Cristo è risuscitato dai morti, la Sua Risurrezione si celebrerà il Giorno di
Pasqua. Questa celebrazione, tuttavia, commemora un evento del passato, e anticipa
un mistero del futuro. È già la Sua Risurrezione, ma non ancora la nostra. Dovremo morire, accettare la morte, la
separazione, la distruzione. La
nostra realtà in questo mondo, in questo “aeon”, è la realtà del Grande Sabato,
questo giorno è la vera immagine della nostra condizione umana. Noi crediamo
nella risurrezione, perché Cristo è risorto dai morti. Noi aspettiamo la
risurrezione. Sappiamo che la morte di Cristo non è più la disperazione, la
conclusione ultima di tutto. Battezzati nella sua morte, già partecipiamo della
sua vita, che è venuta fuori dalla tomba. Noi riceviamo il suo Corpo e Sangue,
che sono il cibo di immortalità. Abbiamo in noi stessi il segno,
l’anticipazione della vita eterna. Tutta la nostra Cristiana esistenza è
misurata da questi atti di comunione per la vita del “nuovo aeon” del Regno, e
noi siamo ancora qui, e la morte è nostra inevitabile parte.Ma questa vita tra
la Risurrezione di Cristo e il giorno della risurrezione comune, non è proprio
la vita nel Grande Sabato? Non è l’attesa la categoria di base ed essenziale
dell’esperienza cristiana? Noi
aspettiamo nell’amore, nella speranza e nella fede.

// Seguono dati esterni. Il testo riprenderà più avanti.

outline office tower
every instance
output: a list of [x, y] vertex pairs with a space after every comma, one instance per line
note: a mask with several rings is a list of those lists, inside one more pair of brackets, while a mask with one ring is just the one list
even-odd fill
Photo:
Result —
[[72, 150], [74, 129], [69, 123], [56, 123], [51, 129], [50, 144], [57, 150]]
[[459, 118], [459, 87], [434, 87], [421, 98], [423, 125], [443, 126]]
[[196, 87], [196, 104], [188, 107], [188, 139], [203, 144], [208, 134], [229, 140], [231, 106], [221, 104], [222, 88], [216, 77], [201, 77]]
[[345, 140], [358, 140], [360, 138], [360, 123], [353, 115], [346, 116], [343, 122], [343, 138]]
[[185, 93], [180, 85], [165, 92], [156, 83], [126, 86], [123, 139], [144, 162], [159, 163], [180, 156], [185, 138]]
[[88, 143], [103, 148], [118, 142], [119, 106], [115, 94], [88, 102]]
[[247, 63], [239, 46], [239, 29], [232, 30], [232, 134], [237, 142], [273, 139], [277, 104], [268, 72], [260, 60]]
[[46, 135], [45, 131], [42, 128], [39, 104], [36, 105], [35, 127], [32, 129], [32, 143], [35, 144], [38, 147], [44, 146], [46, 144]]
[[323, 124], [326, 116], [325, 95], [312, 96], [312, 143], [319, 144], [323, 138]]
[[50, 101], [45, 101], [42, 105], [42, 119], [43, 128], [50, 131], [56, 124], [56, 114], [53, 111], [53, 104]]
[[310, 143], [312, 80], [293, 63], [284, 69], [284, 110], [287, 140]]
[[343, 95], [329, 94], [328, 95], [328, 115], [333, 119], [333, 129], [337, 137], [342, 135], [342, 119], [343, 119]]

E questo nell’attesa per “la
risurrezione e la vita del mondo a venire”, questa vita che è “nascosta con
Cristo in Dio” (Colossesi 3, 34), questa crescita dell’attesa nell’amore, nella
certezza; tutto questo è il nostro “Grande Sabato”. A poco a poco, tutto in
questo mondo diventa trasparente per la luce che proviene da lì, “l’immagine di
questo mondo” passa e questo attraverso l’indistruttibile vita con Cristo
diventa il nostro supremo e ultimo valore. Ogni anno, al Grande Sabato, dopo
questo ufficio mattutino, siamo in attesa per la notte di Pasqua e la pienezza
della gioia Pasquale. Sappiamo che ci stiamo avvicinando – e ancora, come è
lento questo approccio, come è lungo questo giorno! Ma non è la meravigliosa
quiete del Grande Sabato il simbolo della nostra stessa vita in questo mondo?
Non siamo sempre in questo “giorno intermedio”, nell’attesa della Pasqua di
Cristo, preparandoci per il giorno senza tramonto del suo Regno?